COMO Sarà un'autopsia a stabilire con esattezza le cause della morte di Pietro Tagliabue, 45 anni, comasco di Brunate, l'uomo soccorso inutilmente lunedì in piazza Medaglie d'Oro. Secondo i medici del Valduce, Pietro - la cui famiglia era piuttosto nota in città, fino a qualche anno fa il padre gestiva un negozio di foto ottica in via Gallio - sarebbe morto per una overdose da cocaina, assunta non si sa dove né quando, senz'altro poco prima di accusare il malore fatale.
Sul caso indaga la Procura che per il momento si è limitata a disporre l'unico atto possibile, e cioè l'esame della salma, affidato all'anatomopatologo Giovanni Scola.
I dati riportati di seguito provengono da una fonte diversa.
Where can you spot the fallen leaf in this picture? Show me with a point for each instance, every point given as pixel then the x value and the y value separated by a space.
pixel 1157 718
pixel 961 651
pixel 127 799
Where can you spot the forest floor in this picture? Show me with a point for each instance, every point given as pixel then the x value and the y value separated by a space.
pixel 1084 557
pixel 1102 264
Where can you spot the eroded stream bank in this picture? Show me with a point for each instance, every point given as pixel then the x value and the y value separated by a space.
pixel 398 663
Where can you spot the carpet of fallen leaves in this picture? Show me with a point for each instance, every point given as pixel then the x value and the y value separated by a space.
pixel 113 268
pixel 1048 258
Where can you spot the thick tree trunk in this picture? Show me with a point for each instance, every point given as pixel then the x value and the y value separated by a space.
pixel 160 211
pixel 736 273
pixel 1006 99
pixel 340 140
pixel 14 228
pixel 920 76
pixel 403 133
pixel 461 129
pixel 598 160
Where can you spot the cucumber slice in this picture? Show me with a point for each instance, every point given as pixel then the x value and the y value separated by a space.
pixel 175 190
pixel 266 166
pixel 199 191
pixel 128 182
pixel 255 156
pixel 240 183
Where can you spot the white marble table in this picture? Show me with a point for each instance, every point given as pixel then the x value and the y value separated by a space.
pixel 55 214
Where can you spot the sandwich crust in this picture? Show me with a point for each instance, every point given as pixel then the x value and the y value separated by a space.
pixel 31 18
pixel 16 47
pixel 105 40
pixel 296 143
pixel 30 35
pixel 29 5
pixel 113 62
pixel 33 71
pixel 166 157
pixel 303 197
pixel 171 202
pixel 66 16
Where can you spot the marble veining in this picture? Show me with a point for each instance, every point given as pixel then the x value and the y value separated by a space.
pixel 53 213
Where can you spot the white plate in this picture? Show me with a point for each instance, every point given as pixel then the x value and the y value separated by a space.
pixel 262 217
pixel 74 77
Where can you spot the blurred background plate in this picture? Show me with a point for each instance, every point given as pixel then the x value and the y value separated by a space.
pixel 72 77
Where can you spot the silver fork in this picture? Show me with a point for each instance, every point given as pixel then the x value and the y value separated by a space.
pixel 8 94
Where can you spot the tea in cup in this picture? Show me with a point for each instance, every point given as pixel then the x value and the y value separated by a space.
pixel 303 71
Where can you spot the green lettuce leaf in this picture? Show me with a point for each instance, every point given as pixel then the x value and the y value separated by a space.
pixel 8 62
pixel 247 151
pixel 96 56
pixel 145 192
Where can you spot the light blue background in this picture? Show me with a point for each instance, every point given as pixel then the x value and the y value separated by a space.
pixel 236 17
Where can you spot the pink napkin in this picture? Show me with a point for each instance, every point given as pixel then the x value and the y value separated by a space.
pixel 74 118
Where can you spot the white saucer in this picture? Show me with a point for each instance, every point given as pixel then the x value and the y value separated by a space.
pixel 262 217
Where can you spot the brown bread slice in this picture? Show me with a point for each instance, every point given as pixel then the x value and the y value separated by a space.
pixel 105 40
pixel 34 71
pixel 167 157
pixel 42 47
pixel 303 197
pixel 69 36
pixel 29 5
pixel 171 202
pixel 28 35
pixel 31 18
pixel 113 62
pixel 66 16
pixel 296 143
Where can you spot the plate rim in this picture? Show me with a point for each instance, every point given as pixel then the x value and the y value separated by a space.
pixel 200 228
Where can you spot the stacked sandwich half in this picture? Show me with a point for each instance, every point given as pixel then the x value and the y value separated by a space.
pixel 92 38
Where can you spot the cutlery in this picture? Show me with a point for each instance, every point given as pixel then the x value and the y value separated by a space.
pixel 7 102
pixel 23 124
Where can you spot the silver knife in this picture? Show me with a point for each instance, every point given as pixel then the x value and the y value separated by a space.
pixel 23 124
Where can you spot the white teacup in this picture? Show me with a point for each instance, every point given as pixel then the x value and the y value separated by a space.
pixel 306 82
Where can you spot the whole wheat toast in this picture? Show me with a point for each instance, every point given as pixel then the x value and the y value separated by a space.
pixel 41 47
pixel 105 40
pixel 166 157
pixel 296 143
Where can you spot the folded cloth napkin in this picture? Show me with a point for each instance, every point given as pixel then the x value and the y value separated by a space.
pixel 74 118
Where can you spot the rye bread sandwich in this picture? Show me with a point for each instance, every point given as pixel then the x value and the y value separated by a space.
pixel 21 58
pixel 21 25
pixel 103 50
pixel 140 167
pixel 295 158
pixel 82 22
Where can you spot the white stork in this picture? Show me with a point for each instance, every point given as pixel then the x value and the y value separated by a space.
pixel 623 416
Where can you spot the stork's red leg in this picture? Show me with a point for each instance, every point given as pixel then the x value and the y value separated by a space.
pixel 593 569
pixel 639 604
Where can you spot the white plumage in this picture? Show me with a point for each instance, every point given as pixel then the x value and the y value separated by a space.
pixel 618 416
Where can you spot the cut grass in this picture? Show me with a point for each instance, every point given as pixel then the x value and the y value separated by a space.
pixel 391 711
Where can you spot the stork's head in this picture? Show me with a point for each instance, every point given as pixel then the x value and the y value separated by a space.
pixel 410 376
Se fosse confermata la prima diagnosi (in realtà non sono escluse, al momento, altre cause, visto che soffriva di diverse malattie da anni), è anche probabile l'avvio di ulteriori accertamenti sulla provenienza della droga.
Si sa per esempio che Pietro era in compagnia di due amici, entrambi volatilizzatisi prima dell'arrivo dei soccorritori: i due potrebbero aiutare a ricostruire il contesto della vicenda. Se non altro per capire dove Tagliabue abbia assunto quell'ultima dose e dove l'avesse recuperata. Per il resto si tratta di una tragedia in qualche modo annunciata, anche se non per questo meno dolorosa. Pietro era un consumatore di stupefacenti assiduo, un volto noto nel piccolo sottobosco dei consumatori e dei frequentatori del Sert di piazza Camerlata.